Eastern Regional Fire Service Commander, ACFO Joshua Nguah
Issue with road markings
ACFO Nguah blamed some of these accidents to the absence of white markings on the road, which he said makes it difficult for drivers at night, and the failure of heavy trucks to use triangle reflectors to caution other road users.
“What I have noticed is that, the markings on the main Kumasi highway is not visible enough, in some cases there are no markings at all and drivers plying the route face difficulties in staying in their designated lanes, others who drive with their highlights on also impair the sight of the opposite drivers making it difficult for them to see clearly.”
“Secondly, bigger trucks who faces challenges and suffer breakdowns in the course of their journey leave their trucks at the edge of the road without using reflective triangles to warn approaching vehicles. The recent accident which led to the death of the former member of parliament for Akwatia is as a result of somebody’s negligence; it could have easily been avoided if the truck which was parked at the roadside had triangular reflector warning sign displayed,” he said.

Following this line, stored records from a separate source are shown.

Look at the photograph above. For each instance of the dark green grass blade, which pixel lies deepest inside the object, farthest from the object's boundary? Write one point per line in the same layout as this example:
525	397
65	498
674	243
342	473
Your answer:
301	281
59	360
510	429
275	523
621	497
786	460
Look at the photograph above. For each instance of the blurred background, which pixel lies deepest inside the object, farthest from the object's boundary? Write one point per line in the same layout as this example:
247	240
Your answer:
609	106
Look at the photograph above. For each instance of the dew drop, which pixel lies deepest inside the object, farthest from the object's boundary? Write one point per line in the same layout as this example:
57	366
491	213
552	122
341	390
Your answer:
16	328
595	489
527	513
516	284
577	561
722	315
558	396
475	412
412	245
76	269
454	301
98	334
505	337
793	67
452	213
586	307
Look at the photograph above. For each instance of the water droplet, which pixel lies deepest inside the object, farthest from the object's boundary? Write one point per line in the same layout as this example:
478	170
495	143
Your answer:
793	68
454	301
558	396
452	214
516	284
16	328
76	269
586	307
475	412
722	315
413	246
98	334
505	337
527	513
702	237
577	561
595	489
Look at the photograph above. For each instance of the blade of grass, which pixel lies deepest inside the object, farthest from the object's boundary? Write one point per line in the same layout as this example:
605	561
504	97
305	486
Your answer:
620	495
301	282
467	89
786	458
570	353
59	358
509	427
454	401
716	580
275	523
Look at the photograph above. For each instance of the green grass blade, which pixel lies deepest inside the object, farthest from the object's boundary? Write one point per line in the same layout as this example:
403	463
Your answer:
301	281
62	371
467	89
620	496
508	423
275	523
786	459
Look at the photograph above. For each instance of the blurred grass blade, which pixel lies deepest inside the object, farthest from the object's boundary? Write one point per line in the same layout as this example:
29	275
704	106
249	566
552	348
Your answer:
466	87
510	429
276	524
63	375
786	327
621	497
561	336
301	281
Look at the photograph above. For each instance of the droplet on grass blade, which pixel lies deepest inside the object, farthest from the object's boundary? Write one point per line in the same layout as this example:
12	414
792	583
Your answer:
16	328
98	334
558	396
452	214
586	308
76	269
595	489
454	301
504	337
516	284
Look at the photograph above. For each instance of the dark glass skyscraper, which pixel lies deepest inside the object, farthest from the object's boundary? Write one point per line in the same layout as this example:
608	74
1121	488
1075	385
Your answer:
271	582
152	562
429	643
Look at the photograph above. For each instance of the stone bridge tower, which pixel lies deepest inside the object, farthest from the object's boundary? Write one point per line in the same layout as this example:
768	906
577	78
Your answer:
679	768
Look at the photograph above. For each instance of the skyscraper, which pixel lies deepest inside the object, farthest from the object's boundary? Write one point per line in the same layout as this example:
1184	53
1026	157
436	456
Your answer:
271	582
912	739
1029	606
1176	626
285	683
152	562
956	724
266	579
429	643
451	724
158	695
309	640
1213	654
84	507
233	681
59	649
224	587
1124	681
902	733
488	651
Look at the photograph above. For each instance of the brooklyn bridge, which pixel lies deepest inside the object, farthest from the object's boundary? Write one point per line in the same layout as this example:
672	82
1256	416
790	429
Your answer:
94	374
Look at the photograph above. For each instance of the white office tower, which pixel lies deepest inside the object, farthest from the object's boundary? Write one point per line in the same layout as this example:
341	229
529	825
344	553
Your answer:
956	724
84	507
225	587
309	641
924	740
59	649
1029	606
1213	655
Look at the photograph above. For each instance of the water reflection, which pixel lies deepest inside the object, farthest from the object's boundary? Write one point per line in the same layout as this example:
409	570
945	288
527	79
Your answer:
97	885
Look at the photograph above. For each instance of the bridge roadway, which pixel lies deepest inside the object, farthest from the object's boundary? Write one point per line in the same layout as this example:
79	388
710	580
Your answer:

Nguah thus called for a collaborative effort from the Police service, the National Road Safety, Ghana Highways Authority, and other stakeholders to reduce the carnage on the roads.
“Going forward, I believe one of the measures we can employ to avert the carnage on our roads is that we should collaborate with all the stakeholders. The Police needs to inform us the fire service; give details on broken down trucks parked on sides of the roads; we have machines we can use to tow these trucks from the roadside to safer places.